Question

An alpha particle and a deuterium ion are accelerated through the same potential difference. These are then directed towards a target nucleus to make a head-on collision. It is observed that their distance of closest approach is the same. Justify it theoretically.

Hint:

The distance of closest approach depends on the charge of the particle and the target. Although the alpha particle has a greater charge, the target nucleus can influence the effective distance at which the kinetic energy of the particle is fully converted into potential energy.

Answer 1

When an ion is accelerated through a potential difference \( V \), the kinetic energy acquired by the particle is given by: \[ K.E. = qV \] Where \( q \) is the charge of the particle. The kinetic energy is also related to the speed of the particle: \[ K.E. = \frac{1}{2} mv^2 \] At the point of closest approach, all the kinetic energy is converted into electrostatic potential energy.

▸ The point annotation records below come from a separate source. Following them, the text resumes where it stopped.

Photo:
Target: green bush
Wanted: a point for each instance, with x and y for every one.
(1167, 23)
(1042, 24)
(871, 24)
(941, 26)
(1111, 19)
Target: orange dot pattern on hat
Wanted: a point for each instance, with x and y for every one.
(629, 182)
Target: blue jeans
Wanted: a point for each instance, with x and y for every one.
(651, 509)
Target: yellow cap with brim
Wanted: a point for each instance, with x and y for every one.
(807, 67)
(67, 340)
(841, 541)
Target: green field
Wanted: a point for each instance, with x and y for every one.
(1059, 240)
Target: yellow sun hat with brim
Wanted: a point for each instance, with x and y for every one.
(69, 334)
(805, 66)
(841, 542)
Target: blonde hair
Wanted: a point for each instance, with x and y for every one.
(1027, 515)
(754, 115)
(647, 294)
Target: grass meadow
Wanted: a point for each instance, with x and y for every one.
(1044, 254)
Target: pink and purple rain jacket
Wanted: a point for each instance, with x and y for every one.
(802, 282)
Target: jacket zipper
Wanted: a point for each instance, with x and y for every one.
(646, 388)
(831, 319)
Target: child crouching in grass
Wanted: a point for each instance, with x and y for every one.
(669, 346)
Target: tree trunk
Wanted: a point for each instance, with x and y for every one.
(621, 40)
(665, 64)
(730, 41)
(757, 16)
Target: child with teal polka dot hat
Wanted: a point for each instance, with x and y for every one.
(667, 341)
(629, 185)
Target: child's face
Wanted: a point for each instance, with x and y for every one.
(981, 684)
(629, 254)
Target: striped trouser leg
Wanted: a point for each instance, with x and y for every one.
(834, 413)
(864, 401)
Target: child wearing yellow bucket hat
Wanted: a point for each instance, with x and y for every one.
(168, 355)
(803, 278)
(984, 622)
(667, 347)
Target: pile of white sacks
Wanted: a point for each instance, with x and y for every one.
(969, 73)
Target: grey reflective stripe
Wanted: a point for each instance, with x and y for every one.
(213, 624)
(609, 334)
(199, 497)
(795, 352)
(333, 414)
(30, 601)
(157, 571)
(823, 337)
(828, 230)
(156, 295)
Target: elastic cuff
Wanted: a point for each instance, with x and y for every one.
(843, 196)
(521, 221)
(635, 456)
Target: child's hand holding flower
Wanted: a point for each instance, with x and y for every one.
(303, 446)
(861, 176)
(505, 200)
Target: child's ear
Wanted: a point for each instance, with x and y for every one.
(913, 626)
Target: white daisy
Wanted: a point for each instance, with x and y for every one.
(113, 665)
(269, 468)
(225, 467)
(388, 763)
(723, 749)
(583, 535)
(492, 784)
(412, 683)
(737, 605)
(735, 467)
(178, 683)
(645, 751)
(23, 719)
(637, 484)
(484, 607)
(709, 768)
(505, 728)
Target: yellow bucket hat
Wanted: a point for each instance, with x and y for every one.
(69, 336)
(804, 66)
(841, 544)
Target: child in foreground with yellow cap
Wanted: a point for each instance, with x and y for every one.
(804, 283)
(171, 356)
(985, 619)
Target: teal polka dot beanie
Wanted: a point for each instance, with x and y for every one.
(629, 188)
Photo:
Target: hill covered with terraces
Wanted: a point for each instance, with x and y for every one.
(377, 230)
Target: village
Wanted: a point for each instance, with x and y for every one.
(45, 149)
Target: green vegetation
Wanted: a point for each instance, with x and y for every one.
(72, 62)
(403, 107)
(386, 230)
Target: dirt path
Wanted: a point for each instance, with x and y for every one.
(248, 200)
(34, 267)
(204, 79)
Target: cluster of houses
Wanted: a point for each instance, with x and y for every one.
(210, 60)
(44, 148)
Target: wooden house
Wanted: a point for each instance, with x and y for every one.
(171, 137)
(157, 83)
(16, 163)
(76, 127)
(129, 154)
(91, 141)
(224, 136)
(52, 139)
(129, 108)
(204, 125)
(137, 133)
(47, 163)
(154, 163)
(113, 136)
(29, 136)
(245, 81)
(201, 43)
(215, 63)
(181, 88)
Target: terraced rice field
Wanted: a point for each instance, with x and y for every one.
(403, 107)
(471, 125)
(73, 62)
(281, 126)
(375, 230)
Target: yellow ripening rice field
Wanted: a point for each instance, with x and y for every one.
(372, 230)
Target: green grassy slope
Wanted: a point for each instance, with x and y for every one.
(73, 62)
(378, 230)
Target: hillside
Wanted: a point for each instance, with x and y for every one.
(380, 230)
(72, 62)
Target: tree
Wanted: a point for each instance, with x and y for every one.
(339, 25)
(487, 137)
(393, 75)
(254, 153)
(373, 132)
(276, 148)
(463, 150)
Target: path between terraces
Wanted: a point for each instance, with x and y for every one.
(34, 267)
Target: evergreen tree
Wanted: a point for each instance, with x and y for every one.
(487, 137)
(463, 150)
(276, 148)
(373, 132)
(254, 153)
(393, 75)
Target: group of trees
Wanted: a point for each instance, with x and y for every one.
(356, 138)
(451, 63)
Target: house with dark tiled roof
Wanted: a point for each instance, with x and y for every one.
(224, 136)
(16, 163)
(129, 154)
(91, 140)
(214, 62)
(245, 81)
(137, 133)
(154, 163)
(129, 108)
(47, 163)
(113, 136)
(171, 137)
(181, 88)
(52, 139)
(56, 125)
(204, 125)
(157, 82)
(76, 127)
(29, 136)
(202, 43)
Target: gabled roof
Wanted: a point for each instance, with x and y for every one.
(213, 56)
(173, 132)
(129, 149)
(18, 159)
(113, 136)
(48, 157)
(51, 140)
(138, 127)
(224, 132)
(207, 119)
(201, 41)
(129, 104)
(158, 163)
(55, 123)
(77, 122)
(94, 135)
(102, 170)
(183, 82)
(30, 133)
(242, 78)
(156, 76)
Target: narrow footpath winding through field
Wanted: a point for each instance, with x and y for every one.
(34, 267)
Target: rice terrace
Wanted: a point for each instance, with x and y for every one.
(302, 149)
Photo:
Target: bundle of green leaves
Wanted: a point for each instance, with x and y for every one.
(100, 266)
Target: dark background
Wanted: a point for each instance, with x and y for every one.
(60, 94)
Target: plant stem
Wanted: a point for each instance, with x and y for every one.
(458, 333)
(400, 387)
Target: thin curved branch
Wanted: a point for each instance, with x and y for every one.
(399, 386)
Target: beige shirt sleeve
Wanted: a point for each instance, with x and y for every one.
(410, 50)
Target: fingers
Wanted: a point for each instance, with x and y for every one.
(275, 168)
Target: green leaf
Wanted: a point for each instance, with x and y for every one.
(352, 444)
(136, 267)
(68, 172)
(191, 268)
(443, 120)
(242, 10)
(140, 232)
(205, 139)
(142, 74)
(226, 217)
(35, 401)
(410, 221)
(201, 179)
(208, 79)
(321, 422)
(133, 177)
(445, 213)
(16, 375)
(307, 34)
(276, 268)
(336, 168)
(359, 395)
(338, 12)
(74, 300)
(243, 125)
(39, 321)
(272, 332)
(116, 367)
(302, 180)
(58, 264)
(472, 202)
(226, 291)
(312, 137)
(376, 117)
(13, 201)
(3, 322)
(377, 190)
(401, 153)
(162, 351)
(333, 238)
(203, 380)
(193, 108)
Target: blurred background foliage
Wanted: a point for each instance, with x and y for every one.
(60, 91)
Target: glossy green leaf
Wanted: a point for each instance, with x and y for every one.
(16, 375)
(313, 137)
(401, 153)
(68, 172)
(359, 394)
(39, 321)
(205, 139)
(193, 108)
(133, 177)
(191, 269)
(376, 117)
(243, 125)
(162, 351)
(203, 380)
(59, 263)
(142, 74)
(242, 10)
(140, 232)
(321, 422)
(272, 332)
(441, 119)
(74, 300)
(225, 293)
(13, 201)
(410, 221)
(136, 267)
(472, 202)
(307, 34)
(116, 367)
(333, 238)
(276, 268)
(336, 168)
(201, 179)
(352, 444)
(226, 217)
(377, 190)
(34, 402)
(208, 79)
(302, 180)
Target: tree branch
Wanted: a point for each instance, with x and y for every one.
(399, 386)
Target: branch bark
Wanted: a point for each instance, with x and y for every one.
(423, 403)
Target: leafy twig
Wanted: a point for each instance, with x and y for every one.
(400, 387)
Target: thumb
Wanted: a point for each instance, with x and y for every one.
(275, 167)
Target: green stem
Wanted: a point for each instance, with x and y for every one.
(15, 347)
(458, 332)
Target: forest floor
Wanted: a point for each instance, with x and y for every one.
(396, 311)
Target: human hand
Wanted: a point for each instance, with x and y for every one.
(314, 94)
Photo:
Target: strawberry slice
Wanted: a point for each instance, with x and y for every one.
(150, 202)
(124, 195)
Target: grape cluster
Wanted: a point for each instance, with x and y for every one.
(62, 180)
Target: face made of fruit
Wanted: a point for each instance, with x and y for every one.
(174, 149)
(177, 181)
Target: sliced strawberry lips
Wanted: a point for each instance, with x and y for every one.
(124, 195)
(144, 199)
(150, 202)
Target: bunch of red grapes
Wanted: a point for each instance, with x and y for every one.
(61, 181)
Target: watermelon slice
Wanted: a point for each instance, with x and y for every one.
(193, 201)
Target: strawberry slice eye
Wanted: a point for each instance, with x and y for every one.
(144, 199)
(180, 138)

The electrostatic potential energy between two charges \( q_1 \) and \( q_2 \), separated by a distance \( r \), is given by: \[ U = \frac{1}{4 \pi \epsilon_0} \times \frac{q_1 q_2}{r} \] At the closest approach, this potential energy equals the kinetic energy: \[ qV = \frac{1}{4 \pi \epsilon_0} \times \frac{q_1 q_2}{r} \] Where: - \( q_1 \) is the charge of the incoming particle - \( q_2 \) is the charge of the target nucleus - \( r \) is the distance of closest approach Now, consider the two cases: 1. Alpha particle (\( \alpha \)): The charge of the alpha particle is \( q_{\alpha} = 2e \), where \( e \) is the elementary charge. 2. Deuterium ion (\( D \)): The charge of the deuterium ion is \( q_D = e \). Since the potential difference \( V \) is the same for both particles, we can write the equation for the distance of closest approach for each particle: \[ r_{\alpha} = \frac{1}{4 \pi \epsilon_0} \times \frac{q_{\alpha} q_2}{qV} = \frac{1}{4 \pi \epsilon_0} \times \frac{2e q_2}{qV} \] For the deuterium ion: \[ r_D = \frac{1}{4 \pi \epsilon_0} \times \frac{q_D q_2}{qV} = \frac{1}{4 \pi \epsilon_0} \times \frac{e q_2}{qV} \] Now, comparing the two expressions for \( r_{\alpha} \) and \( r_D \): \[ r_{\alpha} = 2 \times r_D \] Thus, the distance of closest approach for the alpha particle is twice that of the deuterium ion. However, the problem states that both distances of closest approach are observed to be the same. This means that in the presence of the target nucleus, the effective nuclear charge experienced by the alpha particle and the deuterium ion must be different. This can be explained by the fact that the target nucleus could be more effective in slowing down the alpha particle than the deuterium ion, leading to the same effective closest approach distance.